Negli ultimi quattro mesi Siracusa ha fatto registrare ben tre nuovi pentiti, due dei quali non legati alla criminalità organizzata, il terzo invece era legato ad un sodalizio criminale dedito al traffico di sostanze stupefacenti. I due pentiti-colletti bianchi, cui non spettano le speciali attenuanti previste per i fuoriusciti dalle organizzazioni criminali e mafiose ma solo i consistenti sconti di pena previsti dalla nuova legge sulla corruzione, sono gli avvocati Piero Amara e Giuseppe Calafiore. Invece lo spacciatore di droga che si è dissociato dal gruppo dedito al traffico degli stupefacenti nella zona del Bronx, si chiama Mattia Greco, ha 23 anni, è papà di una bambina in tenera età, venuta al mondo mentre lui stava espiando agli arresti domiciliari una condanna per tentato omicidio. Mattia Greco (la seconda foto in alto) è stato arrestato dai Carabinieri del Comando provinciale di Siracusa nello scorso mese di febbraio nell’ambito dell’operazione antidroga denominata “Bronx”. Mattia Greco era balzato agli onori della cronaca per avere partecipato alla sparatoria contro l’ex collaboratore di giustizia Manuel Gallaro, contro il quale Carmelo Bianca ebbe ad esplodere diversi colpi di pistola senza però attingerlo. Mattia Greco e Carmelo Bianca, assistiti dall’avvocato Giorgio D’Angelo, hanno patteggiato la pena che stavano espiando agli arresti domiciliari. Poi a febbraio scorso, a casa di Mattia Greco sono arrivati i Carabinieri per notificargli l’ordinanza di custodia cautelare in carcere emessa nei suoi confronti e di altri diciassette indagati dal Giudice delle indagini preliminari Pezzino del Tribunale di Catania, che aveva accolto la conforme richiesta avanzata dai Pubblici Ministeri Alessandro La Rosa e Alessandro Sorrentino, entrambi in servizio alla Procura distrettuale antimafia di Catania. 

Mattia Greco è diventato il più accanito accusatore di quello che una volta era il suo protettore e finanziatore. Il suo nome è Francesco Capodieci, il cosiddetto re del Bronx. Adesso con Mattia Greco, nuovo collaboratore di giustizia, Francesco Capodieci, accusato di associazione finalizzata al traffico degli stupefacenti, con l’aggravante di esserne uno dei promotori, rischia di passare i prossimi vent’anni rinchiuso in carcere. 

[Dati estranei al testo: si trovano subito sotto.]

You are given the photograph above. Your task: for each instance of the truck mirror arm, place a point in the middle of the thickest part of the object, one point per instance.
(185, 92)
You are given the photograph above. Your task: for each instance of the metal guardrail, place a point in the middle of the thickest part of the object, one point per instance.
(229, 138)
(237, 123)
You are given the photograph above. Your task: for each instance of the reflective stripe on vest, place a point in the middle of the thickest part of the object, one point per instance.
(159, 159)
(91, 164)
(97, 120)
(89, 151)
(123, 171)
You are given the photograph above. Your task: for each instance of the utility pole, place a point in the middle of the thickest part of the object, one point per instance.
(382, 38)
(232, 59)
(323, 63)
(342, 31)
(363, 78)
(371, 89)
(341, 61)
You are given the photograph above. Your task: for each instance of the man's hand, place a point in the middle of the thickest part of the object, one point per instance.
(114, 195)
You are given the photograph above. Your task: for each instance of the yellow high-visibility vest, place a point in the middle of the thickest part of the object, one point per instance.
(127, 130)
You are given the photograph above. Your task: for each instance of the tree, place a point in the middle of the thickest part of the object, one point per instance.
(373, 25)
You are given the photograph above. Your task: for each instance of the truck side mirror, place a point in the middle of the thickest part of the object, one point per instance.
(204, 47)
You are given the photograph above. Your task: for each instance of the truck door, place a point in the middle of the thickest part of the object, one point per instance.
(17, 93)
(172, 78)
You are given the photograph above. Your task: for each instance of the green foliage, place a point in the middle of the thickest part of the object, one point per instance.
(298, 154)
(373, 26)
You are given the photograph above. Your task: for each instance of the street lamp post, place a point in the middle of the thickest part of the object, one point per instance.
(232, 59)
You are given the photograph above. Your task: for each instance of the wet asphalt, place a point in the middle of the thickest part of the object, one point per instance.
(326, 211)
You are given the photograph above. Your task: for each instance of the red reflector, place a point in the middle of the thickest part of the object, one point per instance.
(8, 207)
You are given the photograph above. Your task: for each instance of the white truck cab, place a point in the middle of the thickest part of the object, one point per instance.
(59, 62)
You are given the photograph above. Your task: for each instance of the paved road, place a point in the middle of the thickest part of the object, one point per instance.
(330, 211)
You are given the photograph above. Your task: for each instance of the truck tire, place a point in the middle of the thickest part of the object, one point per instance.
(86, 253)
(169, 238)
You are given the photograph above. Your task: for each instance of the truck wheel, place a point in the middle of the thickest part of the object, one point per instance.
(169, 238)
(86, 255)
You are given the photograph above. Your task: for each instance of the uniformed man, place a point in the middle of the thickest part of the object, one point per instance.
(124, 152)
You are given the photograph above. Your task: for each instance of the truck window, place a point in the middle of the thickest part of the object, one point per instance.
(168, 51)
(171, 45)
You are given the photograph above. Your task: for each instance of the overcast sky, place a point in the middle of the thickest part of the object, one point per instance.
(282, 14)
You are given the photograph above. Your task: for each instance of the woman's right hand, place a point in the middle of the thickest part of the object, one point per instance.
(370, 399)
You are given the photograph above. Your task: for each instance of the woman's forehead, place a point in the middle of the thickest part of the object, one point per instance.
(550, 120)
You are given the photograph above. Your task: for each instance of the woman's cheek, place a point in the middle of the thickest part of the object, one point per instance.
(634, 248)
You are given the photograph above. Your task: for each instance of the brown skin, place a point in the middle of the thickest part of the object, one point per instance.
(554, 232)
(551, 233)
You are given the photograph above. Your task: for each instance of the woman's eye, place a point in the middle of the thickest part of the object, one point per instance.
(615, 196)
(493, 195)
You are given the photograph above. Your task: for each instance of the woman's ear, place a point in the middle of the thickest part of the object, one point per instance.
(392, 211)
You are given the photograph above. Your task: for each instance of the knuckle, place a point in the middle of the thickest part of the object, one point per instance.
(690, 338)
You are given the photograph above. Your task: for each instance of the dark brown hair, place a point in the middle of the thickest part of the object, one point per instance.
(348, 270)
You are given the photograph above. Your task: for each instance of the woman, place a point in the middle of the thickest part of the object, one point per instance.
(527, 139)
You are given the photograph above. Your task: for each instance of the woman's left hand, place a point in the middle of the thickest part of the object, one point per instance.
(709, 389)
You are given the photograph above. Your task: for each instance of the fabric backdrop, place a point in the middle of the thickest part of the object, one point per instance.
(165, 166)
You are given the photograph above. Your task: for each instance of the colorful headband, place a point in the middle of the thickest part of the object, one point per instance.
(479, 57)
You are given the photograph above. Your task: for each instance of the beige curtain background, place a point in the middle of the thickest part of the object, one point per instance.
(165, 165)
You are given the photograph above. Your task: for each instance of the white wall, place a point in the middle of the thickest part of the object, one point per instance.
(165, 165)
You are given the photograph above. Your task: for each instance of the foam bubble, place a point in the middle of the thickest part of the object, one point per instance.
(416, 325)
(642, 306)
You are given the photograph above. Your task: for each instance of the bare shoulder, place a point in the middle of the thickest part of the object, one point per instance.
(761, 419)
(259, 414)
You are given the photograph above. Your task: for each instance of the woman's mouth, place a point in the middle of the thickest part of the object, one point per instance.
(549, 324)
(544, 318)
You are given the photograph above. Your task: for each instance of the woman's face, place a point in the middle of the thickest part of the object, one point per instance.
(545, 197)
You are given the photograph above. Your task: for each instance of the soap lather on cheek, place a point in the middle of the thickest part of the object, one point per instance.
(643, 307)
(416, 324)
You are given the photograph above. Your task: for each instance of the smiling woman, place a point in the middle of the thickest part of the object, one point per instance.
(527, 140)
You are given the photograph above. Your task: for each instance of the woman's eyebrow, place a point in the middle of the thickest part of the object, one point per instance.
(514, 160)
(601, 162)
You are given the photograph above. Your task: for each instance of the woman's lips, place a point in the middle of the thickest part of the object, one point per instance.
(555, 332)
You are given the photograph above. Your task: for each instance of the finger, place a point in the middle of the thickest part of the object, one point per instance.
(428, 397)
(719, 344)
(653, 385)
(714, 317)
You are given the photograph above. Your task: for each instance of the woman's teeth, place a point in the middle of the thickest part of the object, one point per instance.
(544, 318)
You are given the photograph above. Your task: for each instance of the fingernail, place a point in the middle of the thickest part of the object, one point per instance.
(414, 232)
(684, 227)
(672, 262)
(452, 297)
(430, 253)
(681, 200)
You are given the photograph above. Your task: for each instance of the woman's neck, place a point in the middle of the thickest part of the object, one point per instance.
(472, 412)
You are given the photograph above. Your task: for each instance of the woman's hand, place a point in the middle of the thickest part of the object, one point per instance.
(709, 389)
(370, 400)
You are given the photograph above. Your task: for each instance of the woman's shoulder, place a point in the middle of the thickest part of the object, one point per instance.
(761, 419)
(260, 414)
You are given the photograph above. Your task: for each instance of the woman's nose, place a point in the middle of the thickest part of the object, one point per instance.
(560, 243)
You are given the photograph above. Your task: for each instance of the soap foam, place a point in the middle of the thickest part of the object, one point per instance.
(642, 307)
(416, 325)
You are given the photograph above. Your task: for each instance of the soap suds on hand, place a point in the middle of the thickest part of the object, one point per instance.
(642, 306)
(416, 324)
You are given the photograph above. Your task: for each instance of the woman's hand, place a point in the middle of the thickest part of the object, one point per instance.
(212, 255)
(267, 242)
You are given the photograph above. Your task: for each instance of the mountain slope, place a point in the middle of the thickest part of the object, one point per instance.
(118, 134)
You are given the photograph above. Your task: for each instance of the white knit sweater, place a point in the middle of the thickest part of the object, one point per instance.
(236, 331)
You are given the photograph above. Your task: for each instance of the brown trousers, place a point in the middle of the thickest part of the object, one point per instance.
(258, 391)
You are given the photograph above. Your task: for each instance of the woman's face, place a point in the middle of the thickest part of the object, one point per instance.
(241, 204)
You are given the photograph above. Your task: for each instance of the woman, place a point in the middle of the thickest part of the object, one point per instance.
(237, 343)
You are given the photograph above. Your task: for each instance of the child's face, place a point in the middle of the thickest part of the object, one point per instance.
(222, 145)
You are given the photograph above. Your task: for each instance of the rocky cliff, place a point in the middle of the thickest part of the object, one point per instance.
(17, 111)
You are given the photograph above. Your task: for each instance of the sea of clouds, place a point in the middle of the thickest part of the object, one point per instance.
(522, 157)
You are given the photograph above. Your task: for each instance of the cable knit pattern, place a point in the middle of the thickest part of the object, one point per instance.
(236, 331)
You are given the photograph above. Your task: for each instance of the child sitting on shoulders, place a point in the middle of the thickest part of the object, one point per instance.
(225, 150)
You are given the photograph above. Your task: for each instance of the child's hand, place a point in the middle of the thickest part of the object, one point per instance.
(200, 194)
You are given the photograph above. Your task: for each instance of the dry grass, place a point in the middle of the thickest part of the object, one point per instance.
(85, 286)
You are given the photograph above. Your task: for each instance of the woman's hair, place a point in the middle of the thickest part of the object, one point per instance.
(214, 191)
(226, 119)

Mentre scriviamo apprendiamo di un’altra collaborazione. Se la notizia fosse vera sarebbe un duro colpo per tutti i trafficanti di droga coinvolti nelle operazioni “Tonnara”, “Bronx”, “Aretusa”, “Borgata”. Udite, udite: il nuovo pentito è un pezzo grosso della criminalità organizzata. Prima di dare in pasto all’opinione pubblica il suo nome aspettiamo di avere comferme, la prova certa cioè che abbia lasciato il carcere in cui si trovava rinchiuso per essere tradotto in una struttura penitenziaria riservata ai collaboratori di giustizia. E che i suoi familiari abbiano già raggiunto la nuova destinazione.